Causes of Osteoporosis
1. Weakened bone
Human bones are in a constant state of renewal whereby new ones are formed as the old bones are broken down. When you are growing; the body makes new bones at a faster rate than the rate at which the old ones are broken down. This results in an increased body mass. Remember, you are likely to achieve peak bone mass during your teens (20s). As you age, your body loses bone mass at a faster rate than it is created. The likelihood of developing osteoporosis is partly dependent on the amount of bone mass you attained during growth. The higher the peak bone mass, the greater bone you have "in store”. This means that the likelihood of developing osteoporosis as you age is reduced.

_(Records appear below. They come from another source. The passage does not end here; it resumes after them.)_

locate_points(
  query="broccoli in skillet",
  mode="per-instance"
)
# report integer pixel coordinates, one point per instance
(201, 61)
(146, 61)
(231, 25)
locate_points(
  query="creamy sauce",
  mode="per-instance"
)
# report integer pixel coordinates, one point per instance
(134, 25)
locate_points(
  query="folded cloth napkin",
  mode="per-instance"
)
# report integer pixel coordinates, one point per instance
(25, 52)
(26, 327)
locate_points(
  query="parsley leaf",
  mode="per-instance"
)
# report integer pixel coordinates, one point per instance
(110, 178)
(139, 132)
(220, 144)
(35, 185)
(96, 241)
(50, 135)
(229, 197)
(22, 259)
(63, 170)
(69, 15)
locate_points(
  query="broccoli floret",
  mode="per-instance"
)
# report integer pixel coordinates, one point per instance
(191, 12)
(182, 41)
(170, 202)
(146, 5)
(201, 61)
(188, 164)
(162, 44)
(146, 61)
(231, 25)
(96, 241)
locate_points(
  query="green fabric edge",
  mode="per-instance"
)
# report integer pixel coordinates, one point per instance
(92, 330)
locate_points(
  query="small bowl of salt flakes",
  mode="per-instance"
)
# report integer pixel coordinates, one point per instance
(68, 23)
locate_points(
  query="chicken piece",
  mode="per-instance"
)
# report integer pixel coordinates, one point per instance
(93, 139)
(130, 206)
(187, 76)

There are quite a number of fixed or modifiable factors that increase your chances of developing osteoporosis. They include age, race, lifestyle, as well as medical conditions and specific treatments.
Risks you cannot change
There are some risk factors that you cannot control. Statistics indicate that females have a higher risk of developing osteoporosis than their male counterparts. Moreover, older people are more likely to get osteoporosis than the youth. You're also at greatest risk of osteoporosis if you're White or of Asian descent. If your parents have a history of bone fractures, you are also likely to develop osteoporosis at a point in your life. However, other factors such as age, race, sex, and body frame size play a vital role. People with small body frames have a higher risk of getting osteoporosis because of reduced bone mass to draw from as they age.
2. Hormone levels
Too much or too low sex hormones, thyroid problems, and other gland levels can trigger the occurrence of osteoporosis.
3. Dietary factors
Low calcium intake, certain eating disorders, and gastrointestinal surgery can double the chances of getting osteoporosis.
Osteoporosis has also been associated with steroid medications that prevent seizures, gastric reflux, transplant rejection, and cancer.
5. Other lifestyle choices
Certain lifestyle habits like excessive alcohol consumption and tobacco use can increase the risk of getting osteoporosis.
- Sex: Statistics indicate that females have a higher risk of developing osteoporosis than their male counterparts.
- Age: Older people are more likely to get osteoporosis than the youth.
- Race: You're at greatest risk of osteoporosis if you're White or of Asian descent.
- Your family history: If your parents have a history of bone fractures, you are also likely to develop osteoporosis at a point in your life. However, other factors such as age, race, sex, and body frame size also play a vital role.
- Body frame size: People with small body frames have a higher risk of getting osteoporosis because of reduced bone mass to draw from as they age.